Filmy z wakacji

piątek, 26 października 2012

Singapur-Kuching-Bako

BAKO - Borneo from Michal Migda on Vimeo.

Noc okazała się za krótka. Wczesna pobudka i jet lag przełożyły się na zmęczenie. Na szczęście dzień bardzo słoneczny. O 11:25 mieliśmy samolot do Kuching, więc z rana szybkie pakowanie, śniadanie i w drogę na metro. Na szczęście mieliśmy tylko 2 przesiadki i znaleźliśmy się na terminalu 1, Tam po sprawnej odprawie, załadowaliśmy się do samolotu i już po 1,5h byliśmy na Borneo.

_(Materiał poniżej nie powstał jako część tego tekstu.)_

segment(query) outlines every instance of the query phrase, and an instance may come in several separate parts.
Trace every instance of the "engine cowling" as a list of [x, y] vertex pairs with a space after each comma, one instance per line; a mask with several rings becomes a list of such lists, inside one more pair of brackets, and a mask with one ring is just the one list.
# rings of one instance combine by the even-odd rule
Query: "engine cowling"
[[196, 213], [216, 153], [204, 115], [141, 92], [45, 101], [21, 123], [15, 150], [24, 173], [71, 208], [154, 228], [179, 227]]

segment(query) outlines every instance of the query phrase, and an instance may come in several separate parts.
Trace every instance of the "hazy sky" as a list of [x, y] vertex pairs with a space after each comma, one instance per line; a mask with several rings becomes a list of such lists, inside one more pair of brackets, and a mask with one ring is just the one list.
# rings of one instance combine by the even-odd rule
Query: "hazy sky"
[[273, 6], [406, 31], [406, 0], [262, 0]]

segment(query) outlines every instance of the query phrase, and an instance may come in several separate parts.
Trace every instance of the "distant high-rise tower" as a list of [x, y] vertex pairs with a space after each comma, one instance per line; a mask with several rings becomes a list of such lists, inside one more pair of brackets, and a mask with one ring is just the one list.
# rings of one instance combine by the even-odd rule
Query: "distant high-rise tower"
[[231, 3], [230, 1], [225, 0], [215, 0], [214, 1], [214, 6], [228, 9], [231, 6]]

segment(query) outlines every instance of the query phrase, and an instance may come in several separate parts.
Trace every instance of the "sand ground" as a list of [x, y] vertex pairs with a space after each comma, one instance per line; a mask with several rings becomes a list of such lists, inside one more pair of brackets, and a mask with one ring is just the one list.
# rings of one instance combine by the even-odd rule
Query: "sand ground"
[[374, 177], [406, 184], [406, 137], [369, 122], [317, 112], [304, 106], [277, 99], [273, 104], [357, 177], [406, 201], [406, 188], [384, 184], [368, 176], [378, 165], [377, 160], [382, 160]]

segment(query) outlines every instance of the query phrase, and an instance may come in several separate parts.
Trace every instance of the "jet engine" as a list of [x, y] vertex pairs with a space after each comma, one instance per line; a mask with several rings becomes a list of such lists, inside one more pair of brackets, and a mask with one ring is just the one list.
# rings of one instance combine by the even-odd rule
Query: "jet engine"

Po wyjściu z lotniska, taksówką wyruszyliśmy w 45min podróż do miejsca z którego łódką zabrał nas boatman do Parku Narodowego Bako. Na przystani znajdowały ostrzeżenia, aby uważać na krokodyle, więc w drodze do parku uważnie przyglądaliśmy się po czym płyniemy. Niestety oprócz dużej ryby, której nazwy nie pamiętam, żadnego żywego stworzenia nie zauważyłem. Przejażdżka łodzią do parku okazała się bardzo malownicza. W czasie półgodzinnego rejsu zobaczyliśmy piękne klify, wyspy w oddali i ciekawą przyrodę. Gdy już dotarliśmy do Centrum Parku Narodowego Bako, odebraliśmy kluczyki do domku i po pozostawieniu ciężkich plecaków, uzbrojeni w sprzęt fotograficzny ruszyliśmy na pierwszy trekking po parku na samą plaże szlakiem Telok Paku. Szlak bardzo ciekawy pod względem ukształtowania terenu i zwierząt. Spotkaliśmy stado dzików i małpy nosacze. Gdy na niebie zaczęły zbierać się chmury udaliśmy się w drogę powrotną. Po powrocie odwiedziliśmy miejscową kantynę, aby posilić się nieco, przed kolejnym nocnym trekkingiem po dżungli, który również okazał się bardzo interesujący. Wiele gatunków "ożywa" gdy jest już ciemno. My spotkaliśmy żabę, która wydawała dźwięki jak ptak, tarantulę, lodowego pająka, świetliki oraz jaskółkę. Dwa trekkingi okazały się na tyle męczące, że już o 21szej poszliśmy spać. Siły się przydadzą na następny dzień, bo planujemy zrobić 5h trekking przed opuszczeniem tego pięknego parku.